Я бросилась из дома.
— Стой! — сказал начальник опять тихо. Присел на стол. Тростниковая трубочка с травкой в его зубах ходуном ходит. Искру высек, прикурил. — Ты трусы-то надень, — с лукавой простотой сказал начальник, — а то на проповедь выйдешь, а народ про нас с тобой не знай что подумает, — ласково так говорит, будто только что в блуде созорничал со мною.
Так я, человек прекословный, сделалась посмешищем врагов наших. Так Господь обличил вонь моего непокорства».
Отец еще раз разгладил на пергаменте невидимую складку и протянул его мне.

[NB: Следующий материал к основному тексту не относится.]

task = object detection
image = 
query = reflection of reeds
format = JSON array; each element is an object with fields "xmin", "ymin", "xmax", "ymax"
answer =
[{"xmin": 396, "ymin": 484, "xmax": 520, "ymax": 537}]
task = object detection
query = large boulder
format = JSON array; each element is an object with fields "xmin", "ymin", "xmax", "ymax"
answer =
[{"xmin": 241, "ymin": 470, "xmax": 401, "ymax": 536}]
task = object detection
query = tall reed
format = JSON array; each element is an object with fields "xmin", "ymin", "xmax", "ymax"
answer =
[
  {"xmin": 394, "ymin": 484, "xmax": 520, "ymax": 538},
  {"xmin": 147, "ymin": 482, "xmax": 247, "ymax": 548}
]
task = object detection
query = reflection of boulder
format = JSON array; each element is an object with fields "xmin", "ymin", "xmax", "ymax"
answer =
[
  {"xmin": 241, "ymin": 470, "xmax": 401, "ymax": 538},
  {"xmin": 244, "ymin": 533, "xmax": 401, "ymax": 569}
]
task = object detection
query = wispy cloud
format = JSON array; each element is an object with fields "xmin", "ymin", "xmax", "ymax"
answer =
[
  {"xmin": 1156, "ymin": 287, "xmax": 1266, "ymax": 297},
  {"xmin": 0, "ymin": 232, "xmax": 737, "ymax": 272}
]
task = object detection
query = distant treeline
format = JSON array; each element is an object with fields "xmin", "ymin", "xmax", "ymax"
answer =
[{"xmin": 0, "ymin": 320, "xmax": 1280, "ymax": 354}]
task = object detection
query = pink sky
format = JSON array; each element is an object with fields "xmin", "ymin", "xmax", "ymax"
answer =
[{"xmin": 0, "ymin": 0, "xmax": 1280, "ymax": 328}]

— Отец, а где сейчас Манефа? Я помню, она жила у нас, когда я был маленьким.
— Не знаю, — сказал отец уверенным тоном, но взгляд отвел. — Она хотела посетить все места, связанные так или иначе с Енохом, но из этого путешествия не вернулась.
— Отец, ты слышал что-нибудь про книгу Еноха?
— Слышал, но, по-моему, это миф, легенда. Говорят, что во времена гонений книга Еноха была спрятана в одной из пещер, где спасались сифиты. Нашел ее каинит и продал бродячим клоунессам. Несколько листов случайно остались у него и хранятся якобы в городской библиотеке. Как этому верить? Во времена Еноха книги еще не переплетали. Да и Манефа всегда говорила, что Енох призывал очищать плотяные скрижали сердца и бесплотный папирус души, чтобы Сам Господь писал на них.